The authors declare no competing financial interests.

Extended data figures and tables

Extended Data Figure 1 Distinct and consistent mutation spectra across tumours from carcinogen and genetic models.

ac, Stacked heatmaps displaying the mutation spectra of all MNU-induced (a), urethane-induced (b), and KrasLA2 tumours (c), shown as normalized frequencies of all 96 possible substitutions. Substitutions are shown below each heatmap, with 5′- and 3′-flanking base context displayed on the top and right, respectively. Tumour identifier is shown to the left of each heatmap.

Extended Data Figure 2 Highly specific mutation signatures.

a, Breakdown of G > A transitions in MNU-induced tumours. 5′-flanking purine versus pyrimidine G > A substitutions, and 3′-flanking thymidine versus all other G > A substitutions, are highly significant (P < 0.0003, Wilcoxon rank-sum test). b, c, Breakdowns of A > G transitions (b) and A > T transversions (c) in urethane-induced tumours. d, e, All 96 substitutions in urethane-induced (d) and KrasLA2 tumours (e). e, The CGN > A (NCG > T) signature mutations of genomic instability are denoted. Mutation counts per tumour were normalized to total length of sequenced trinucleotide contexts in each tumour and averaged. Error bars represent s.e.m.

Extended Data Figure 3 Kras G12D mutation induces tumours with different histologies compared with codon 61 mutants.

a, Representative papillary, solid, and mixed tumour histologies (×200 magnification). b, Breakdown of different histologies in each treatment group. Histologies from KrasLA2 and MNU groups were significantly different compared with those from urethane, but there was no significant difference between KrasLA2 and MNU (Fisher exact test, Holm’s correction for multiple comparisons).

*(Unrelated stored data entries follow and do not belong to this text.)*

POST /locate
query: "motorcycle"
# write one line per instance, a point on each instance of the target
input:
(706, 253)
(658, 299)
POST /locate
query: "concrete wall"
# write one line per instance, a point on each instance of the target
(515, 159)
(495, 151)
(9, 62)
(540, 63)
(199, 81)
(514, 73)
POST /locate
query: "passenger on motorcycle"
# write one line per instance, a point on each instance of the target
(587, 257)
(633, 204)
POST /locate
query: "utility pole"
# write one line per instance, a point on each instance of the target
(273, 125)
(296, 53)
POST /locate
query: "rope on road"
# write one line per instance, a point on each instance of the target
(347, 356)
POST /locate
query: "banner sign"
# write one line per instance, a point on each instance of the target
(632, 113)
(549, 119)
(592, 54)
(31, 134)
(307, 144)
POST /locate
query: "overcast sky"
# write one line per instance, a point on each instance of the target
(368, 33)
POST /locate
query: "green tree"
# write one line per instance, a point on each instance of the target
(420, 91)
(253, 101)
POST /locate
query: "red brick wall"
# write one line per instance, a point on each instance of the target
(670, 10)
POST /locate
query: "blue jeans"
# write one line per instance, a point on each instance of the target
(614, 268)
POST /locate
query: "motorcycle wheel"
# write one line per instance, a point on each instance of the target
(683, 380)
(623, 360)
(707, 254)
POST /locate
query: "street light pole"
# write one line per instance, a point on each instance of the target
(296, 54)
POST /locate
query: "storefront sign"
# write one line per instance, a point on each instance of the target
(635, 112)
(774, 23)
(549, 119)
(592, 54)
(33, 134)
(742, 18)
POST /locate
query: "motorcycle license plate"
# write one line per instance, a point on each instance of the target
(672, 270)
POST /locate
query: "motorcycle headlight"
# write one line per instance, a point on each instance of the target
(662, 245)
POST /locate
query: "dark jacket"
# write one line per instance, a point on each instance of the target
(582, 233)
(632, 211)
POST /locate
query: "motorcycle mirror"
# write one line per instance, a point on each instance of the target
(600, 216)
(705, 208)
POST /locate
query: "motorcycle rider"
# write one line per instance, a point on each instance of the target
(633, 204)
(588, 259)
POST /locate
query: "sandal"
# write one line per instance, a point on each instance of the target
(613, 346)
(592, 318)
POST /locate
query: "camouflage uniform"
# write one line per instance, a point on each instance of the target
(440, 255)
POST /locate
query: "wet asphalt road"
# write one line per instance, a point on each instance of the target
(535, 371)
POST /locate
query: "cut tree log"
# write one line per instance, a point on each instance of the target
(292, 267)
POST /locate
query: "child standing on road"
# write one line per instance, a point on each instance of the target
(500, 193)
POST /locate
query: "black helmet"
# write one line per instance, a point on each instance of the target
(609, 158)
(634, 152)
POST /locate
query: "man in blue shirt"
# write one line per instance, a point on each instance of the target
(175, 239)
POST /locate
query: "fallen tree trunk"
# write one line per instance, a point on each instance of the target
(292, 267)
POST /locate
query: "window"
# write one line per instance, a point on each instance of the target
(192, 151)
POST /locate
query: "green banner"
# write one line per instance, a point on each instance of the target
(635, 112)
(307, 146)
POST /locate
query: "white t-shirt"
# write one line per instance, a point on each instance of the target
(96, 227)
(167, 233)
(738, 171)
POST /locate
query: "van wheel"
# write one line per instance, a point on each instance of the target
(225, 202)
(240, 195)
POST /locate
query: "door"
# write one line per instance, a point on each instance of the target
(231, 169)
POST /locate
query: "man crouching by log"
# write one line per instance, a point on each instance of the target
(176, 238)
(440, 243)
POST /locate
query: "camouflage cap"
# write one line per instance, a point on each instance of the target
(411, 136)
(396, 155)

Extended Data Figure 4 Germline Kras genotype influences mutation specificity in urethane-induced tumours.

a, Kras mutant alleles for urethane tumours are plotted as coloured squares for all three oncogenic alleles detected in these tumours. Kras genotype is indicated as either white (wild type (WT)) or black (heterozygous) squares. b, Highly significant switch in Kras codon 61 mutations between tumours from wild-type mice and Kras+/− mice (Fisher exact test). c, No significant difference was seen between the exome-wide rates of the substitutions underlying Kras Q61R (CAA > G) and Q61L (CAA > T) mutations between tumours from wild-type and Kras+/− mice (Wilcoxon rank-sum test). NS, not significant.

Extended Data Figure 5 MTUS1 is a tumour suppressor in mouse and human lung cancer.

a, Polymerase chain reaction with quantitative reverse transcription (qRT–PCR) quantification of short interfering RNA (siRNA) knockdown of Mtus1 in a Kras G12D mouse lung cancer cell line (K493.1) (Wilcoxon rank-sum test). CTL, control. b, MTT assay shows increased growth after Mtus1 knockdown (Wilcoxon rank-sum test). Four independent trials were performed and growth was significantly increased by day 3 after knockdown in each experiment. One representative trial is shown. c, MTUS1 expression is significantly associated with overall survival in human lung adenocarcinoma (P = 0.00097, χ2 = 10.9). Analysis was performed using the clinical covariates gender, age, pack years smoked, and stage.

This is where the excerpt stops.